The leader of LR deputies, Olivier Marleix, asked Élisabeth Borne, who receives political parties and parliamentary groups, on Thursday to organize “a conference on energy prices” which are soaring, and displayed his divergence on the immigration with the PS and EELV.
The Prime Minister “was very open to the subject”, added Mr. Marleix after more than an hour of interview at Matignon as part of this series of meetings with political forces.
“Petrol at 2 euros” per liter, “is obviously unbearable” after “a year of inflation which penalizes purchasing power”, he noted, asking “the State not to not behave like a war profiteer since the fuel tax goes into (his) pockets.”
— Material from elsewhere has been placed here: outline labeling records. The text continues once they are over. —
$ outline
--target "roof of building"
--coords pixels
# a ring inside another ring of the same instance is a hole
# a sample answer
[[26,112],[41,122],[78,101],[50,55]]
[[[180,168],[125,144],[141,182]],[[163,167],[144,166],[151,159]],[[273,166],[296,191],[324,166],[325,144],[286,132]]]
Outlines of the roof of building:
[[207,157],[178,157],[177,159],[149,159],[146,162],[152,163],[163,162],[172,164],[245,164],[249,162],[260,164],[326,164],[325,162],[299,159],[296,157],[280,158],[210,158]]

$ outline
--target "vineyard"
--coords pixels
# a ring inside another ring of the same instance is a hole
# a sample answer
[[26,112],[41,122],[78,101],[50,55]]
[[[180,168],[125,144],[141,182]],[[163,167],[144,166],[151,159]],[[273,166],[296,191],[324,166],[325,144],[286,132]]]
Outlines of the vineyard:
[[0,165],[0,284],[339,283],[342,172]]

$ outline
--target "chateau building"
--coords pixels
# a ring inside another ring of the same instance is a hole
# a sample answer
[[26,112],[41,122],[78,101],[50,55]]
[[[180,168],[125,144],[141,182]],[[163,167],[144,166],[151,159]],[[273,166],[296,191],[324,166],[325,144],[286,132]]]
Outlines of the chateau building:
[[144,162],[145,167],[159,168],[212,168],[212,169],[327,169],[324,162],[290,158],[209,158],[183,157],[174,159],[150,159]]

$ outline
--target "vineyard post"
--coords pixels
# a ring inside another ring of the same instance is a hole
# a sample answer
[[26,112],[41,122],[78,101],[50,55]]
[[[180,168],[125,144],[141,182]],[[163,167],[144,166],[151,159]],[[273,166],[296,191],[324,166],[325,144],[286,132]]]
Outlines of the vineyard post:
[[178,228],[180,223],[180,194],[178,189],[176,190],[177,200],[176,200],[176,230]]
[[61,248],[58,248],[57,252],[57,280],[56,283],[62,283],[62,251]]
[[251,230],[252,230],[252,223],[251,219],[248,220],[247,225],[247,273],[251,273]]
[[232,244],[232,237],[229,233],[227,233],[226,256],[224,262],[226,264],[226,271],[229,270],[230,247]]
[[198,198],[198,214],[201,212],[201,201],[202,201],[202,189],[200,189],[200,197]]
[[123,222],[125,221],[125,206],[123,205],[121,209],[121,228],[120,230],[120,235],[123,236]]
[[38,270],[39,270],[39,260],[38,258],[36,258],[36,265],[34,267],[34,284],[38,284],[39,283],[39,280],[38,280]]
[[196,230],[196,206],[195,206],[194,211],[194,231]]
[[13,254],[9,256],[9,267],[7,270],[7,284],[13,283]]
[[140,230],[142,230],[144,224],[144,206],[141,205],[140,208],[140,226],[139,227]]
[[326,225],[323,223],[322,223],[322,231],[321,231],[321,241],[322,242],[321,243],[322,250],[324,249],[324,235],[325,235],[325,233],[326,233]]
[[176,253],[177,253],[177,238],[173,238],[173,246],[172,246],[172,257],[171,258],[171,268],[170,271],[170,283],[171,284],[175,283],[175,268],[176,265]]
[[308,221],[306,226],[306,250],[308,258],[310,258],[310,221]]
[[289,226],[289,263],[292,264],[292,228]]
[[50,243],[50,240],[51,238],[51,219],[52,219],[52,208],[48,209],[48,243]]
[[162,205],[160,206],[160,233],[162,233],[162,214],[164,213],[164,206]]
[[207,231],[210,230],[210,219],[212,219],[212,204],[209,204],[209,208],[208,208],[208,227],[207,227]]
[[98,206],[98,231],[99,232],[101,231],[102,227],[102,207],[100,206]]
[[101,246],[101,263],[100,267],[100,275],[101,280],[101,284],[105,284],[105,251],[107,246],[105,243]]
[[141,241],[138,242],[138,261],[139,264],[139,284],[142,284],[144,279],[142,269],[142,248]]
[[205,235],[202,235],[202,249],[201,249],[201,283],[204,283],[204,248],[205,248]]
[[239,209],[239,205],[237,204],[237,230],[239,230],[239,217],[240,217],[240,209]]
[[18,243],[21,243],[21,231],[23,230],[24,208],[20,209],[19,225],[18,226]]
Asked about the call from the national secretary of the PCF, Fabien Roussel, to “invade” the prefectures if necessary to ask the State to “act” in the face of rising prices, he refused to participate in an “outbidding between the left and the extreme left” but ironically said that he had “already invaded the Prime Minister’s office” so that “the government could take up the subject”.
Without joining the call of the communists, the national secretary of EELV Marine Tondelier affirmed that there was “a dominant class that we will have to disrupt a little at some point otherwise things will not change”.
“If in the budget there are no extremely strong tax justice measures, yes there may be anger”, because “people can’t take it anymore”, added alongside her the leader of the environmentalist deputies Cyrielle Chatelain.
On the immigration bill, Ms. Tondelier estimated that the text, “whatever its content, will not change anything in the daily lives of the French” but “will ignite the political debate”.
Defending a “welcome policy”, Ms Chatelain stressed having “no common vision” with Les Républicains on the subject.
Olivier Marleix, who threatens to censor the government if the text is “lax”, warned that “if we do not go as far as modifying the Constitution, nothing will happen”.
On immigration, “if the government’s choice falls on an agreement with the LR, we will not be there”, warned the first secretary of the Socialist Party Olivier Faure, who on the other hand welcomed the co-signed column with certain deputies of the majority to preserve the social aspect of the text, a “base” for “possible discussion” according to him.
He deplored more generally a “dialogue of the deaf” with the government “because nothing is moving forward concretely” and the “major subjects” of inflation and the climate have “not been dealt with”.
“It is therefore very difficult to manage (…) to conceive of a possible path with a government which obviously has its own trajectory and considers that it is absolutely unamendable,” he added, judging the government “ stuck” in a “neoliberal logic”.
On a possible motion of censure, “nothing is excluded” in the face of the “blindness” of the executive, affirmed alongside him the leader of the PS deputies Boris Vallaud.
First to be received on Tuesday, the head of the deputies Liot Bertrand Pancher also said that “nothing can be excluded” in terms of censorship, following a “frank” discussion with Ms. Borne.